DocTreeAI is a Rust-based command-line tool that validates README.md files against your codebase using hierarchical tree-based summarization with local Language Models (LLMs). The tool intelligently scans your codebase, generates summaries for files and directories in a bottom-up fashion, and validates that your README accurately reflects the current state of your code by suggesting updates when documentation becomes outdated.
- 🌳 Hierarchical Summarization: Uses tree-based analysis starting from individual files up to the project root
- 📦 Cache System: Efficient SHA-256 based caching to avoid redundant API calls
- 🔄 Smart README Validation: Validates README content against current codebase and suggests updates when needed
- 🚫 .gitignore Integration: Respects your project's ignore patterns
- 🔌 Local LLM Support: Works with any OpenAI-compatible local model server
- ⚡ Fast Performance: Concurrent processing and intelligent caching for speed
- 📊 Progress Tracking: Detailed logging and cache statistics
- Rust (latest stable edition)
- A running local LLM server compatible with OpenAI API (we strongly recommend OpenAI's GPT-OSS-20B model)

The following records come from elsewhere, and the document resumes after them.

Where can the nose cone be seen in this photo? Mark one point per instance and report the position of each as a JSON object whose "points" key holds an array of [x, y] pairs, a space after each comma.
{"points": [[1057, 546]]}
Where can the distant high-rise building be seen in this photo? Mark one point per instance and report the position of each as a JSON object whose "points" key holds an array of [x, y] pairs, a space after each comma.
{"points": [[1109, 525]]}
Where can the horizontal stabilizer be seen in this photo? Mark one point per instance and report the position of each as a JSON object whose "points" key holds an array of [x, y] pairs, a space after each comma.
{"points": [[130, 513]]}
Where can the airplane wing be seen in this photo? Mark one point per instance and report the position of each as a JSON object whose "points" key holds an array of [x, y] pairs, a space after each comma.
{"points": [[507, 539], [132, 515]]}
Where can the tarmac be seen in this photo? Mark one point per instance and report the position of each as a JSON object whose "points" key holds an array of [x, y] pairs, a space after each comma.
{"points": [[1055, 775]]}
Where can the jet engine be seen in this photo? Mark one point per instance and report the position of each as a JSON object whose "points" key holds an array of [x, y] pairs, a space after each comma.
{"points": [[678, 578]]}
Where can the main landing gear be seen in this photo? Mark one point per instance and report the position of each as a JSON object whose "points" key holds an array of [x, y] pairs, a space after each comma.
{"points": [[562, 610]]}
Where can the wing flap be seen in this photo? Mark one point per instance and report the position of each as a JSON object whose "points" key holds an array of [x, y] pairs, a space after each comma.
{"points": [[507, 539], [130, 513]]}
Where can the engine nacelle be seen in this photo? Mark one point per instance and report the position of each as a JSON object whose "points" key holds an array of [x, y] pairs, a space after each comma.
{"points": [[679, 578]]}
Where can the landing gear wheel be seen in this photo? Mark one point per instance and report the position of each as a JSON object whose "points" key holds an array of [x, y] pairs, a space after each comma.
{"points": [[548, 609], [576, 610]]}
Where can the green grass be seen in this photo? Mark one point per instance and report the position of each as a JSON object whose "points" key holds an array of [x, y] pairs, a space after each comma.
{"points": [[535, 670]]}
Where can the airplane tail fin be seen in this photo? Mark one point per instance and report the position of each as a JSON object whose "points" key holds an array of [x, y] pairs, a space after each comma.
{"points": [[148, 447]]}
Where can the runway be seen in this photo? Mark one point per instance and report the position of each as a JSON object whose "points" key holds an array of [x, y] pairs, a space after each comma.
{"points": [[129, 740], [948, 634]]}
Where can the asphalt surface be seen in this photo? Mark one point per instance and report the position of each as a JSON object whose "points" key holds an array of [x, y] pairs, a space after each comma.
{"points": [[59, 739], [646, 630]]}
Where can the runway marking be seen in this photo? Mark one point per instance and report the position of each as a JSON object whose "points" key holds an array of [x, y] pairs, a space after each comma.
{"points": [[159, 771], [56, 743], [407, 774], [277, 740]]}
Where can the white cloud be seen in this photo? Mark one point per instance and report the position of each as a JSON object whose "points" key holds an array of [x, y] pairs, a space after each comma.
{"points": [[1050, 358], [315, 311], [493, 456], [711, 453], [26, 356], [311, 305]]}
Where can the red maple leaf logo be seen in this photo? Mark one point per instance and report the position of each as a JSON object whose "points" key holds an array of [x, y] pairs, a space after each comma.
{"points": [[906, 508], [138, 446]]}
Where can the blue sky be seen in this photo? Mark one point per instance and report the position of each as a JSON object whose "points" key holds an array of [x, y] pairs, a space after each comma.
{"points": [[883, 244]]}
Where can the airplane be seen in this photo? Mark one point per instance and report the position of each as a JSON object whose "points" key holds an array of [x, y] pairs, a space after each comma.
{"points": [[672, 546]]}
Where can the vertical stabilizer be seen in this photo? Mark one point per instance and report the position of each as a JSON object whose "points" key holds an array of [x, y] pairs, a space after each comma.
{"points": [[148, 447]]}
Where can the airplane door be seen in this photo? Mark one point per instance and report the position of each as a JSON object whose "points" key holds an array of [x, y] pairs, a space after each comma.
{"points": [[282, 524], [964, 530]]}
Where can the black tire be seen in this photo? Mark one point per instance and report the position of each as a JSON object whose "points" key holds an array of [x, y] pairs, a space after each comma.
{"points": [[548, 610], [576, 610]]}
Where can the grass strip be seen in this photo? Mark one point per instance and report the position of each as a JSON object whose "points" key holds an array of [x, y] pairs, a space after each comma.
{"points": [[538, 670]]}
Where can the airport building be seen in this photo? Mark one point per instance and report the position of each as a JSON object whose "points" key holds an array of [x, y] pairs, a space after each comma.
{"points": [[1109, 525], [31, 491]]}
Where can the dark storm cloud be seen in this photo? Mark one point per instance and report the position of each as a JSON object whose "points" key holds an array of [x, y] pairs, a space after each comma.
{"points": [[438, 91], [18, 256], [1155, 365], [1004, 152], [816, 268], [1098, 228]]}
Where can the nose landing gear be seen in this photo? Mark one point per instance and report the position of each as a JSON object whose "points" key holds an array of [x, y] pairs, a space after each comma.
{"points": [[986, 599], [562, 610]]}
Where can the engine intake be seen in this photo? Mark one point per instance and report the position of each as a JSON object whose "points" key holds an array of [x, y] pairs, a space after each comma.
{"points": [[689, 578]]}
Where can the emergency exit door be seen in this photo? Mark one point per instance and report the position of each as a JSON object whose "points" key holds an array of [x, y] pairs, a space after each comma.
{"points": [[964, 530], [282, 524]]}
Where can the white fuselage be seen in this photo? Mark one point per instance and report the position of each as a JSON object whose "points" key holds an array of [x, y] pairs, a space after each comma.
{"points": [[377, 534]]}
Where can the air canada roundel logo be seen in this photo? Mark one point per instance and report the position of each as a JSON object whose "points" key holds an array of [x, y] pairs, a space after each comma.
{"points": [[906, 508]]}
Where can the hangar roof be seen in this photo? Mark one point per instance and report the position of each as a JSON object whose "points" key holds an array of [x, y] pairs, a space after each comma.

git clone <repository-url>
cd doctreeai
cargo build --release
The binary will be available at target/release/doctreeai
.
DocTreeAI uses environment variables for configuration. We highly recommend using OpenAI's GPT-OSS-20B model for optimal documentation generation:
# Required Configuration
export OPENAI_API_BASE="http://localhost:11434/v1" # Your LLM endpoint (required)
export OPENAI_MODEL_NAME="gpt-oss-20b" # Model name (required)
# Optional Configuration
export OPENAI_API_KEY="ollama" # API key (defaults to "ollama")
export DOCTREEAI_CACHE_DIR=".doctreeai_cache" # Cache directory (defaults to ".doctreeai_cache")
export DOCTREEAI_LOG_LEVEL="info" # Logging level (defaults to "info")
Note: Both OPENAI_API_BASE
and OPENAI_MODEL_NAME
are required. The tool will not use default values for these settings to ensure you explicitly configure your LLM endpoint and model.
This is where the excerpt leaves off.